Scheming liberals think they have checkmated Republicans by charging them with crimes in state court in Atlanta and in Michigan. Scary terms like “unpardonable” littered the airwaves on the Sunday morning talk shows, misleading the public to think that President Trump cannot pardon crimes prosecuted in state court. This is more fake news by the Left. A conservative president in 2025 would have total power to pardon all who have been victimized by these politically motivated prosecutions, including those criminally charged in state court.
Many presidential pardons over more than two centuries have fully protected the recipients against “all prosecutions and judicial proceedings,” as President Washington broadly stated in his first pardon in 1797. No one credibly doubted then or now that a presidential pardon protects against state court prosecutions.
The text of the Constitution and decisions by the Supreme Court support a broad pardon power as a prerogative exclusive to the president. The Supreme Court has repeatedly held that “pardon and commutation decisions have not traditionally been the business of courts; as such, they are rarely, if ever, appropriate subjects for judicial review.”

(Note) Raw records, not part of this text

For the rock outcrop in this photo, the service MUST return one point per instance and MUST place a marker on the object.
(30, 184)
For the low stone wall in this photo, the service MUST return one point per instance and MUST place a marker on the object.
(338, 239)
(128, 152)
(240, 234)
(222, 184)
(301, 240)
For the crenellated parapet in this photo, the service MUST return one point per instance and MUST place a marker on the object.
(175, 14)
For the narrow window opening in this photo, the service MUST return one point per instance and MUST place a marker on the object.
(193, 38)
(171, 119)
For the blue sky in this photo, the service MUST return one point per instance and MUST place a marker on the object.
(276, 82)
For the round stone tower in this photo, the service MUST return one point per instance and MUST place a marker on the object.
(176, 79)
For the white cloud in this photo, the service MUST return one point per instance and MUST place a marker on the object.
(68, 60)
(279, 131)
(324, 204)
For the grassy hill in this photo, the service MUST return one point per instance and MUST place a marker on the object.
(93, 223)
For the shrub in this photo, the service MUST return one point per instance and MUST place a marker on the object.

It will be up to the president, not the courts, whom to pardon. Chief Justice Rehnquist explained on behalf of the Supreme Court that “the clemency and pardon power is committed, as is our tradition, to the authority of the executive.” The Pardon Clause is set forth in Article II, Section 2, Clause 1 of the Constitution, and applies to all “Offenses against the United States.” All of the election integrity conduct by Republicans is viewed by Trump-haters as an offense against federal elections, and thus the conduct is pardonable regardless of where charges are filed.
Any candidate for office who uses the line that the president cannot pardon in state cases as an excuse not to commit to pardoning Trump and other targeted Republicans is a liar. We need a president who understands the proper role of the presidential pardoning power as a tool to right injustices in our judicial system.